Et sur le plan de l’image, Jean-Claude, qu’aimeriez-vous figurer du monde actuel ?
J.-C. M. : J’ai toujours des envies de dessiner, mais la créativité n’est plus la même à 80 ans qu’à 50. Je n’ai pas le talent de Moebius qui créait des paradis comme ça ; moi je me bats avec mon dessin, je rentre dans le tas, j’en chie comme un Russe, mais une fois que c’est terminé, ça me va. Comme Pierre voulait raconter des histoires qui n’étaient pas des resucées d’histoires déjà connues, je n’ai jamais dessiné des personnages ou des décors qui étaient pompés sur des albums précédents.

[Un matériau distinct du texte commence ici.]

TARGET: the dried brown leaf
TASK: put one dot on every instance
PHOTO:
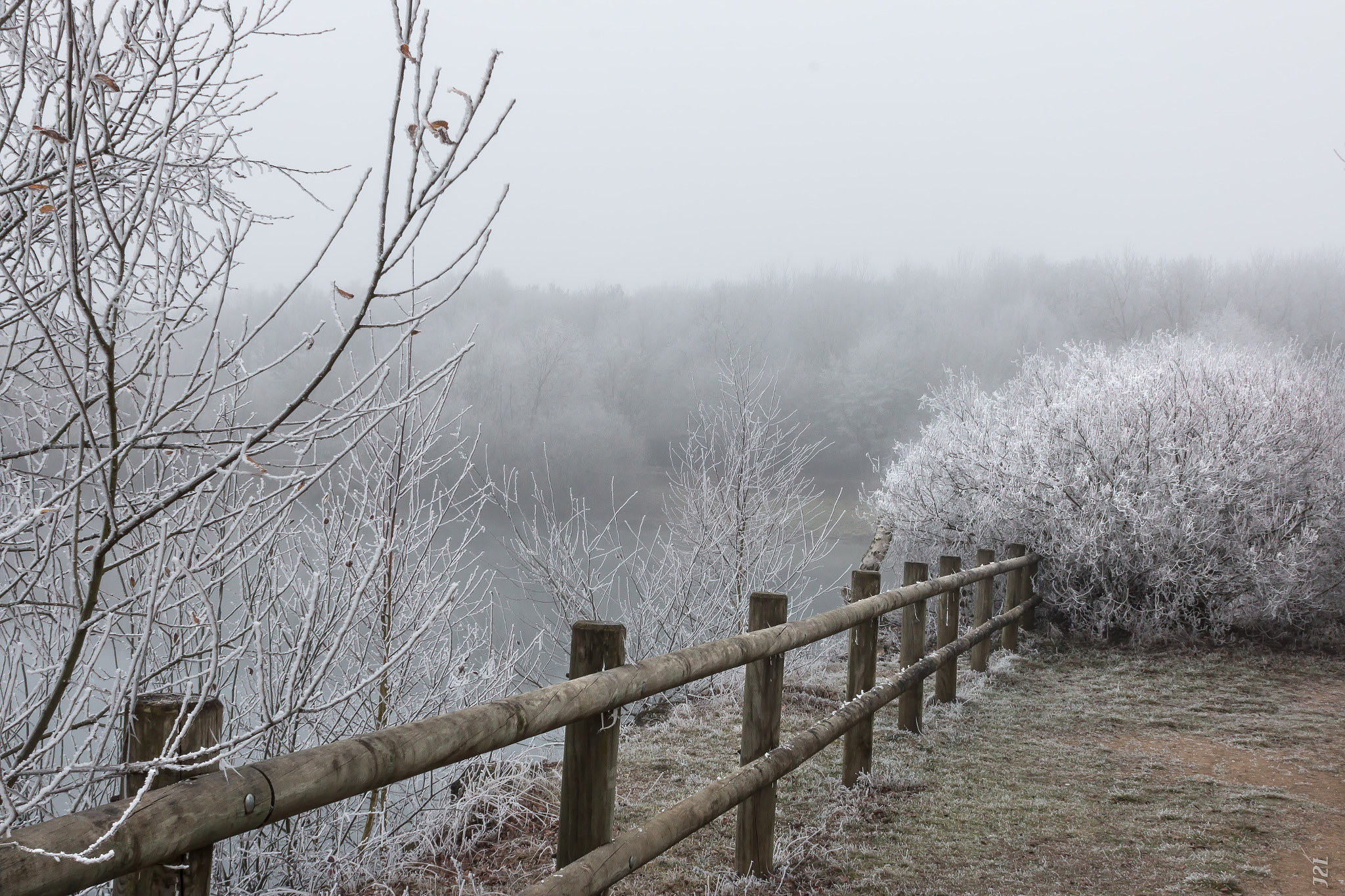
(51, 135)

Le travail de dessinateur de science-fiction est-il plus difficile qu’un autre ?
J.-C. M. : C’est plus difficile dans la mesure où on doit tout créer de zéro. Je n’allais pas regarder les bouquins de science-fiction, surtout qu’à l’époque il n’y en avait pas. Et quand je reproduis des photos, je me trouve être un médiocre dessinateur. En revanche, dès que je commence à délirer sur un grand paysage, une grande civilisation, ça rend pas mal, des fois.
Pierre Christin : « [Pour le prochain album] je tournerai sans doute autour du thème de la régression, qui me tracasse beaucoup en ce moment. » (« L’Ambassadeur des ombres ».) | Christin et Mézières/Dargaud
Votre série se démarque aussi grâce à l’introduction d’une héroïne bien différente de celles de l’époque, Laureline. Comment la définiriez-vous ?
J.-C. M. : C’est une nana sympa et vivante. Dès sa première apparition, elle sauve la vie de Valérian. En tant que dessinateur, je ne projette jamais l’avenir d’un personnage. Je l’ai dessinée la première fois telle que je la voyais. Elle grimpe alors aux arbres et on voit presque ses petites fesses – un truc qu’on ne faisait jamais dans la bande dessinée européenne.
P. C. : La présence de Laureline devait permettre de renouveler la manière de faire des dialogues. Ceux-ci étant pratiquement tous masculins dans la bande dessinée jusque-là, les propos avaient tendance à rester assez virils, y compris les blagues qui n’étaient pas toujours très raffinées. Intégrer une fille qui n’était pas un faire-valoir mais quelqu’un qui avait pleinement droit à la parole offrait la possibilité de trouver un humour plus léger, plus incisif, plus « mise en boîte ».
Laureline, par ailleurs, croit à l’étrangeté, à ce qui passe dans la tête des extraterrestres. Elle a même un certain don de prescience. Son rôle est aussi lié au fait qu’on ne voulait pas faire de la « hard » science-fiction avec des machines et des armes, mais quelque chose de plus proche des sciences naturelles.
Pierre Christin : « Le métier de scénariste de bande dessinée consiste à nourrir l’imaginaire du dessinateur. » (« L’Ambassadeur des ombres ».) | Christin et Mézières/Dargaud
Vous avez aussi donné vie à un bestiaire incroyable de créatures et d’extraterrestres. Aviez-vous déjà une idée, au moment de leur conception, de ce à quoi ils allaient ressembler ?
J.-C. M. : Non, Pierre m’indiquait seulement comment les créatures pensaient, comment elles allaient se comporter. Pour leur allure physique, c’était à moi de me débrouiller.
P. C. : Le métier de scénariste de bande dessinée consiste à nourrir l’imaginaire du dessinateur, mais c’est à lui de faire le casting. Pour les Shingouz, j’étais content de mon idée, mais quand je les ai vus dessinés, j’étais épaté. Ils sont entrés un peu par effraction dans la série, avant d’intégrer pratiquement tous les albums. Ce sont nos vedettes, presque malgré nous.